The seventh largest economy in the world at time of the press is France, and the third largest in Europe behind Germany and the UK. Although the service sector dominates at over 75% of GDP, the manufacturing/ industrial sector accounts for around 20%. A large proportion of the GDP, about a third, is produced by the Paris metropolitan area, with Paris as one of the world’s largest GDP-producing cities.
As with Germany, France is a major part of the EU and, on 1st January 1999, adopted the Euro as its currency. The European Central Bank sets the French monetary policy.
The fourth European city on our list, the third largest in the EU by GDP, Italy is number eight in the world ranking at the time of writing. Approximately 60% of trade is done within the EU, primarily with Germany and France, but does significant trade with the US, UK and Switzerland. Italy is the sixth largest manufacturing economy globally, which includes automobiles, pharmaceuticals, machinery, clothing, food and furniture. Italy is also the world’s largest wine producer.
As with France and Germany, Italy is an EU member state with the Euro as its currency since 1st January 1999, and monetary policy is set by the ECB.
The 9th largest economy on the planet by GDP is Canada, and as with many economies on our list, Canada has an economy that relies heavily on its service sector, but also has an important primary sector. Canada is estimated to have the third largest value of natural resources on the planet and is also has the world’s third largest oil reserves, being the fourth largest exporter of oil. For this reason, the price of oil can have a significant impact on the Canadian economy and also on the Canadian Dollar, which is affectionally known as the Loonie in the Forex world, after the Canadian bird the Loon, which features on the Canadian one-dollar coin. Monetary policy is set by the Bank of Canada.
10. South Korea
And coming in at number 10 on our list is South Korea, which has seen accelerated growth from the latter 20th century after the Korean War, and still enjoys strong growth rates into the 21st century amongst developed economies. The growth in manufacturing has shifted in this century towards higher-technology industries, such as bioengineering, robotics, aerospace, and microelectronics.

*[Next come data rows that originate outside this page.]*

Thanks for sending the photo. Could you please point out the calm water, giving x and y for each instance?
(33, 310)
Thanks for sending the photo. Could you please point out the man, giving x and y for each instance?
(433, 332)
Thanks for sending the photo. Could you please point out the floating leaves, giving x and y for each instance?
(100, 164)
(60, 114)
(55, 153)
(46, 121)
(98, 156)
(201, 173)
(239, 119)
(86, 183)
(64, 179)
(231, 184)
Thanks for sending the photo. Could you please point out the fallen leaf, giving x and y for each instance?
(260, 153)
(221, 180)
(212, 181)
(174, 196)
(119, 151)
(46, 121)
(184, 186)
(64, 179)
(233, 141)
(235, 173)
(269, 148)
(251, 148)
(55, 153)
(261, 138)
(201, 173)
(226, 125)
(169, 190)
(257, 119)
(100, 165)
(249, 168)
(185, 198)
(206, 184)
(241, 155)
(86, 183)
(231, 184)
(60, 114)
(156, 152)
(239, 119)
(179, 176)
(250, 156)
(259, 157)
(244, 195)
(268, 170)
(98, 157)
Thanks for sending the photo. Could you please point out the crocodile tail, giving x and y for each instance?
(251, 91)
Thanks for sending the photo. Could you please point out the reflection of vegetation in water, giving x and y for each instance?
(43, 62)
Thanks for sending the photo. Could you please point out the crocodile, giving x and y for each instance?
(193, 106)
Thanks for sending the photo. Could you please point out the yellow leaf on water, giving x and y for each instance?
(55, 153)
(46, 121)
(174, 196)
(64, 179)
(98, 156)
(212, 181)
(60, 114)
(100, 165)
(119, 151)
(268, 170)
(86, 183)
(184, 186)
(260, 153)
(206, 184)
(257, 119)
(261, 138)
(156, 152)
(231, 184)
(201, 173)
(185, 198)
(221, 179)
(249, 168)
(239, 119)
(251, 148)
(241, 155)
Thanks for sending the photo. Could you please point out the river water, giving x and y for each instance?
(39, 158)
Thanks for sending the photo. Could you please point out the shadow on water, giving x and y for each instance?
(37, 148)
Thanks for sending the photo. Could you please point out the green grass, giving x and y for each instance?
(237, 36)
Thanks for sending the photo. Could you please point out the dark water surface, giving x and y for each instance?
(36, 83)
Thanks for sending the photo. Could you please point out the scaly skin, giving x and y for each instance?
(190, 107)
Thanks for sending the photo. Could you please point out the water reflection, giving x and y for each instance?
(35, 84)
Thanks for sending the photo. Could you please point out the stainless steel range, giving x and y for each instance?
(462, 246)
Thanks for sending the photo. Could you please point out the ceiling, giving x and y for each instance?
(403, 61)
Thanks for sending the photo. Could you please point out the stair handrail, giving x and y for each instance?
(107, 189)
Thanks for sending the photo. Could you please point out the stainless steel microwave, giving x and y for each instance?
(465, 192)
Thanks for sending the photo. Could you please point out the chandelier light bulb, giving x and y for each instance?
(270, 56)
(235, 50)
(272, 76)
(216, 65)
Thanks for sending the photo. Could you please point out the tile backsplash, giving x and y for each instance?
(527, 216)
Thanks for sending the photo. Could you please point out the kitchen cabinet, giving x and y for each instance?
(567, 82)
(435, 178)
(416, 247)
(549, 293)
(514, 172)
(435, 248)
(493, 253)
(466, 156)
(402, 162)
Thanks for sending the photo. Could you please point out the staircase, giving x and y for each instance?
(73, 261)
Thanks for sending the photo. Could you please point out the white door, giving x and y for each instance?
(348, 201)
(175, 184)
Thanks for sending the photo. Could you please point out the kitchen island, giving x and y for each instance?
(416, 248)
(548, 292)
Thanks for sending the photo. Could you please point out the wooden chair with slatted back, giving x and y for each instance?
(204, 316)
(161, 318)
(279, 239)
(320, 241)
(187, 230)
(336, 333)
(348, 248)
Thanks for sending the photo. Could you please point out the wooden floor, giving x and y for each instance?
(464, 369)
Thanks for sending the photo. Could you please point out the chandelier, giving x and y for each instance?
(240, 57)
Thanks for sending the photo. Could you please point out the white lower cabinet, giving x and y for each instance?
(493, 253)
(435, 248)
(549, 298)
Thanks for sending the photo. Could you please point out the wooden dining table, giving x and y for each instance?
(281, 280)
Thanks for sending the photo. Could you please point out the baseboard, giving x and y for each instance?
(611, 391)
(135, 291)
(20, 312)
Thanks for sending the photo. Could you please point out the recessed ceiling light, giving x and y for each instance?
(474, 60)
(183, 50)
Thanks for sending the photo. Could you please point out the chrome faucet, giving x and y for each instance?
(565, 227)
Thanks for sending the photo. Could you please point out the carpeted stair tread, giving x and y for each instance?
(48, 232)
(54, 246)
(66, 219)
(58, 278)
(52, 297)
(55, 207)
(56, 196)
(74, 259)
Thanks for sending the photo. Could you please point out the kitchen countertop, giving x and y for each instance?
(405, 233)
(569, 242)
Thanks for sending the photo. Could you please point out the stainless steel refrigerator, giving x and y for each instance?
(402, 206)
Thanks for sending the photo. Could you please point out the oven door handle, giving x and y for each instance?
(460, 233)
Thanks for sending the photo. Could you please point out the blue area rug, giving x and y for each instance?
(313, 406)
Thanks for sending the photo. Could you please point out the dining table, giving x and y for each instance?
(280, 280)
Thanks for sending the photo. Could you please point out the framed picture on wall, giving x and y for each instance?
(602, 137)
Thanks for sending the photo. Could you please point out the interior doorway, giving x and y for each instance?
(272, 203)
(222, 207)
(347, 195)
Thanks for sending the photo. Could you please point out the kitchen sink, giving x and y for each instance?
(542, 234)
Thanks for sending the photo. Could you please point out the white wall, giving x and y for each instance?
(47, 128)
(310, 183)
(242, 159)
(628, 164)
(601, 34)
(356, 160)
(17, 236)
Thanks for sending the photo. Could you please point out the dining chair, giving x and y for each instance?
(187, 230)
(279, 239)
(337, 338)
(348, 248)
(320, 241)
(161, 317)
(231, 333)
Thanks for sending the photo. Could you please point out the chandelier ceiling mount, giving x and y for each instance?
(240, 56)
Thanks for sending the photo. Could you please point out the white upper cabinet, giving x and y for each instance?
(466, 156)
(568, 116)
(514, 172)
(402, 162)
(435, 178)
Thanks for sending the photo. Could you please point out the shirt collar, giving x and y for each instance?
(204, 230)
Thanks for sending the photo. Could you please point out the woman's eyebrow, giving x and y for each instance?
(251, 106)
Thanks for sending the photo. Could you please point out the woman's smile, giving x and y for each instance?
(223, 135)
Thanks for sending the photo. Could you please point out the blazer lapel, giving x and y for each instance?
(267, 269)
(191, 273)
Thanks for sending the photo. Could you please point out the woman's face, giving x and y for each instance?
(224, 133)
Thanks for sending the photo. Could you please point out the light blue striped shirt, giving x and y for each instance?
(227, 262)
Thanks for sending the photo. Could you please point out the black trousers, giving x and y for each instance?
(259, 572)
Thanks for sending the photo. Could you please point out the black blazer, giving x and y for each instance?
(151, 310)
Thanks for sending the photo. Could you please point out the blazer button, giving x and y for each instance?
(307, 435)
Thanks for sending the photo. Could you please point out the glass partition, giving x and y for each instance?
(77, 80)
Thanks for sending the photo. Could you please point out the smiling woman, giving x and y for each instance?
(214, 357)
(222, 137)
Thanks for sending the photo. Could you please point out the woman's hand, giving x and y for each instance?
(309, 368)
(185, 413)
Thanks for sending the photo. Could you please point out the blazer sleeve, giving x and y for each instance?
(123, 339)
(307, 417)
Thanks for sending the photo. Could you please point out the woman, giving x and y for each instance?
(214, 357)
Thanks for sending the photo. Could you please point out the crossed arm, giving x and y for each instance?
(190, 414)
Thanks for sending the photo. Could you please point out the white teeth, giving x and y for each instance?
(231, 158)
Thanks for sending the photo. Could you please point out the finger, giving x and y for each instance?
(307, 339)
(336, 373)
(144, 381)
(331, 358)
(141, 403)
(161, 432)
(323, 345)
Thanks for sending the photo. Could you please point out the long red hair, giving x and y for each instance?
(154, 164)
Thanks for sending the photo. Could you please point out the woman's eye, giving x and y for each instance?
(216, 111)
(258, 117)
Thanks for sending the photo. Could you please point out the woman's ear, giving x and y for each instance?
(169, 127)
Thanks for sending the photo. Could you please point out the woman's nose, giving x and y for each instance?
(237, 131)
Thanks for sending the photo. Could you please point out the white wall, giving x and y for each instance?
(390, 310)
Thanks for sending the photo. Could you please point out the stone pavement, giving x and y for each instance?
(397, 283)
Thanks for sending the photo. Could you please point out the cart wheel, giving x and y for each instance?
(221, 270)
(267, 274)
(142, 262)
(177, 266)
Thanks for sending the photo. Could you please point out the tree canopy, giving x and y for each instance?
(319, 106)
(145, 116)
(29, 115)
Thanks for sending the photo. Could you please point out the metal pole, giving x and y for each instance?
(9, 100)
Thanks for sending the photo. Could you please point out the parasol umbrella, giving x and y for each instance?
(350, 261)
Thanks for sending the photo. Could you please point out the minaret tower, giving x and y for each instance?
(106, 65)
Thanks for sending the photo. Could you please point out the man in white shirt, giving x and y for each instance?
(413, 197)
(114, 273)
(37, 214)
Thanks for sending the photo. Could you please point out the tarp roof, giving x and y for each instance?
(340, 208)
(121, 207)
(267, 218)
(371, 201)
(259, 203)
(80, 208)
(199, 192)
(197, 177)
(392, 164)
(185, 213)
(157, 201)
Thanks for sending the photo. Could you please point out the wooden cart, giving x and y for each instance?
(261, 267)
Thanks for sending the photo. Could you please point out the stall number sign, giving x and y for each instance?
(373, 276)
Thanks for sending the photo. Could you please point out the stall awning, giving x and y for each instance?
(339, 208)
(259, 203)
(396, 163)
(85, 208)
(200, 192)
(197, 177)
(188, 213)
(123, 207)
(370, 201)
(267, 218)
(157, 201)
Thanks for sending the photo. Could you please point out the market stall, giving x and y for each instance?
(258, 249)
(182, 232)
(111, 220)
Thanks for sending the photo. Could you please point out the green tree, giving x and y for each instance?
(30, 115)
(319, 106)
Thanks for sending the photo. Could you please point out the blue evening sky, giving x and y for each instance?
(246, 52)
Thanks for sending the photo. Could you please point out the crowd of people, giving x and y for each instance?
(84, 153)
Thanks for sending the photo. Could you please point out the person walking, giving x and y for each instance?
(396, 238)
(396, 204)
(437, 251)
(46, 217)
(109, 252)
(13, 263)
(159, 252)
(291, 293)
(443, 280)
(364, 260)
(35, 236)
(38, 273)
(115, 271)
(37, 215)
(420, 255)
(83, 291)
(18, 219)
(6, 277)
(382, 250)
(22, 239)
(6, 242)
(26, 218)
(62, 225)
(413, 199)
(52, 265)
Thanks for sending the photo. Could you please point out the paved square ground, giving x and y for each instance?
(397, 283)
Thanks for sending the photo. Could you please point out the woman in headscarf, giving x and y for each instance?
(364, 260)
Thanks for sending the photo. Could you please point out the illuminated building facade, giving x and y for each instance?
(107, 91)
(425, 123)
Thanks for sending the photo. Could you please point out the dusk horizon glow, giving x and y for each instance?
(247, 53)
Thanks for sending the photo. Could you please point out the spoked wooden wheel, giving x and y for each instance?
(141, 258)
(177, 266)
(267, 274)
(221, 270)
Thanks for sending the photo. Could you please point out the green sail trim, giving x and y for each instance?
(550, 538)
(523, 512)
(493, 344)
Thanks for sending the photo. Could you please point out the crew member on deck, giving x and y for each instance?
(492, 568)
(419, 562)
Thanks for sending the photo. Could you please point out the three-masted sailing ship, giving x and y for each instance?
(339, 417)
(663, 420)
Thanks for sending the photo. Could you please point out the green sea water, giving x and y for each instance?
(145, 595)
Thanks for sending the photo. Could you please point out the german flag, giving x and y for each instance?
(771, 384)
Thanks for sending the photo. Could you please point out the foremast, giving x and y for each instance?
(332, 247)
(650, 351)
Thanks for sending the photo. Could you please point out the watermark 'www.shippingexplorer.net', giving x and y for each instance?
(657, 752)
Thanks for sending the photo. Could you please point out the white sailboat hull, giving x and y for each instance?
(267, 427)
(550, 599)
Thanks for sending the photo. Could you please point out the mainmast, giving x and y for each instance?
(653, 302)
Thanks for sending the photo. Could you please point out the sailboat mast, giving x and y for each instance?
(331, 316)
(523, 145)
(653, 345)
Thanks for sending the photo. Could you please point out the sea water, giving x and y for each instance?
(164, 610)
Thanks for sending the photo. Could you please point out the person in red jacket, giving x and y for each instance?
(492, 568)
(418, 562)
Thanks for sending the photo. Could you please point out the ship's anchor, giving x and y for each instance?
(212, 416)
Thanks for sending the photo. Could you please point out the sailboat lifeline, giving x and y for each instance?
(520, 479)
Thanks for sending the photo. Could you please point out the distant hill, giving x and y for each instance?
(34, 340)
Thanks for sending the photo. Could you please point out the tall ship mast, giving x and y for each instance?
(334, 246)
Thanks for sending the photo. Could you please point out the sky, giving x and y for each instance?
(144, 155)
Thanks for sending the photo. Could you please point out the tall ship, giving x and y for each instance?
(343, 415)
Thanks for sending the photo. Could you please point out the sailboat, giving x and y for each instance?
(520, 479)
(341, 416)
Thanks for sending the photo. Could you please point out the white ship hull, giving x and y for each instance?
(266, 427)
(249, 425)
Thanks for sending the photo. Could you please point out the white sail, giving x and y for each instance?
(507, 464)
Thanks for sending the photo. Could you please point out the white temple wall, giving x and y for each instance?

The Bank of Korea control monetary policy and the South Korean currency is the South Korean Won. The ongoing conflict with North Korea can have negative impacts on the economy and South Korean financial markets and the currency.
So, we have looked at the planet’s ten largest economies by GDP and looked at their economic strength comes from. Although the United States remains top, it is likely only a matter of time, probably in the 2020s, before China becomes the world’s largest economy. And India is likely to continue its way up the league table and push further above some of the European economies and even challenge Japan.
We trust this article has helped you better understand the world’s largest economies and assists you with your trading.